President Trump and his supporters find community by rejoicing in the suffering of those they hate and fear. 

Meanwhile, due to the policy of a powerful lobbying group, the voting public can’t even get basic information like how many of our desperate fellow citizens are using a few of their 393,000,000 constitutionally protected guns to blow their own heads off every day (about 65).   The NRA says “nothing to see here” and “UNFAIR!”.   And so it is.

Opinions are like assholes, true, but it would be nice if they were washed once in a while.   Lots of clean water would help, and some soap.  Sunlight, we are told, is the best disinfectant. 

 

 

[1]  I wrote a long, detailed piece on this the last few days, larded with quotations and citing every number I included,  that I was urged to send to the New York Times.   The Grey Debutante has two business days left to tell me if they’ll run some version of the overwrought piece.  They want an exclusive, so I had to take down the original and rewritten pieces from this blahg, just in case they did a google search.   If I don’t hear back by end of business Friday, I’ll be free repost it here.  And I shall.
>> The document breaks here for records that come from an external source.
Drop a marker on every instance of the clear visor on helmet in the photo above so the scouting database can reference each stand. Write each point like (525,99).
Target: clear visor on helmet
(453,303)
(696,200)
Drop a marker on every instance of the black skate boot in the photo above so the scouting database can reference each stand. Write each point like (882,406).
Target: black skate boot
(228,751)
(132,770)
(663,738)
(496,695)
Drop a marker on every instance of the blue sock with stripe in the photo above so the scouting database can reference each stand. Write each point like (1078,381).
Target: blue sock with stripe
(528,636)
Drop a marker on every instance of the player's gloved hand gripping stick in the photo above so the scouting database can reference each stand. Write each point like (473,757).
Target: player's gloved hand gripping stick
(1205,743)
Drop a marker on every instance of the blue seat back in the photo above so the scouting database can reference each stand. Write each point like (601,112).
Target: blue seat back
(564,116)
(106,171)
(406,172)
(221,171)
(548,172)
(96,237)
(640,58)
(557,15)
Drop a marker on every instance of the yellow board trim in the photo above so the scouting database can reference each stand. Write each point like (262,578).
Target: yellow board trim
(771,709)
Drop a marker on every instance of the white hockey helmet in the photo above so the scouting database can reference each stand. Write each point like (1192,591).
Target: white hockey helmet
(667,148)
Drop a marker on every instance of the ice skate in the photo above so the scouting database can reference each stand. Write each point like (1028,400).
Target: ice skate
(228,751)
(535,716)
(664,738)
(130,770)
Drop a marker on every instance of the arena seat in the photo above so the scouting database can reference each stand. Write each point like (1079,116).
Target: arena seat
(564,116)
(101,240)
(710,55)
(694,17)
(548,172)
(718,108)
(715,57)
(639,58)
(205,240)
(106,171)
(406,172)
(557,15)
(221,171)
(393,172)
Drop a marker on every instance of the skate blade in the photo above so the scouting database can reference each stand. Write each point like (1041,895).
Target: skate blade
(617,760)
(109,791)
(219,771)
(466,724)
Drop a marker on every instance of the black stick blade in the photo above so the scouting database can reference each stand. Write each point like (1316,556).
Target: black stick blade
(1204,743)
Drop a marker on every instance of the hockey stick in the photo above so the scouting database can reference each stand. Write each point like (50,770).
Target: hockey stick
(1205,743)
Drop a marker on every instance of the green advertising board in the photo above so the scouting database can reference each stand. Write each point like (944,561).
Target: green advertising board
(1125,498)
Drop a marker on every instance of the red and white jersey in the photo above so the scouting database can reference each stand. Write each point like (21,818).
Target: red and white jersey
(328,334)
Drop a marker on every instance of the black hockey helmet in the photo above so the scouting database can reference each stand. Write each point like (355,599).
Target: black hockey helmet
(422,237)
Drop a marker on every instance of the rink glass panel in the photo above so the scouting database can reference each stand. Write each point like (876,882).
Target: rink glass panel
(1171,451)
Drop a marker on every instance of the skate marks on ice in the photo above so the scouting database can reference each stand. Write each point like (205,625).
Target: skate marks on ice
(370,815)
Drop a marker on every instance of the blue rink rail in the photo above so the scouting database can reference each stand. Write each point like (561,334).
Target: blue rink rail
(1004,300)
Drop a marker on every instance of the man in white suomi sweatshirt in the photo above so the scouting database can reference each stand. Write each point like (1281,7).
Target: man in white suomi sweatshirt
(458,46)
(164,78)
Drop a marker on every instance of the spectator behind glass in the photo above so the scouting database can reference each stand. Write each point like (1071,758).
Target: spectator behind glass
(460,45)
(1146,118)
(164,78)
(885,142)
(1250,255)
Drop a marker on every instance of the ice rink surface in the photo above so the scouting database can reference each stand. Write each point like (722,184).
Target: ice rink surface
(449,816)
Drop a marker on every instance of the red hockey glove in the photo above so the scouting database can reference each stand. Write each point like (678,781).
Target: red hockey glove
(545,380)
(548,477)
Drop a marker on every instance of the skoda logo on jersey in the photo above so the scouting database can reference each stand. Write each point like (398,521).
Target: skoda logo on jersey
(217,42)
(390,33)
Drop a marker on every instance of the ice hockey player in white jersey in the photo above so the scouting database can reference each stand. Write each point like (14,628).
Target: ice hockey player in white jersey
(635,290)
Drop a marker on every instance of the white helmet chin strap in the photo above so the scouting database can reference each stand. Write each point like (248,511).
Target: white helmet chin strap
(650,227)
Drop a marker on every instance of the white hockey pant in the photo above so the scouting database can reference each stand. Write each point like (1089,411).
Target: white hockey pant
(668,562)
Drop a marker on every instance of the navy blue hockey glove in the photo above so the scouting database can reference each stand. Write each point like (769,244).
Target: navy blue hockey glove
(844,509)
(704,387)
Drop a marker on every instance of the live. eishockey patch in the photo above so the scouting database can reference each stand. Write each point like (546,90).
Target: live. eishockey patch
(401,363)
2]  The nonprofit Gun Violence Archive has this cryptic statement on its daily ledger of gun deaths:  22,000 Annual Suicides not included on Daily Summary Ledger.  

{3]  The article ends with this beautiful, horrific paragraph:

Trump’s only true skill is the con; his only fundamental belief is that the United States is the birthright of straight, white, Christian men, and his only real, authentic pleasure is in cruelty. It is that cruelty, and the delight it brings them, that binds his most ardent supporters to him, in shared scorn for those they hate and fear: immigrants, black voters, feminists, and treasonous white men who empathize with any of those who would steal their birthright. The president’s ability to execute that cruelty through word and deed makes them euphoric. It makes them feel good, it makes them feel proud, it makes them feel happy, it makes them feel united. And as long as he makes them feel that way, they will let him get away with anything, no matter what it costs them.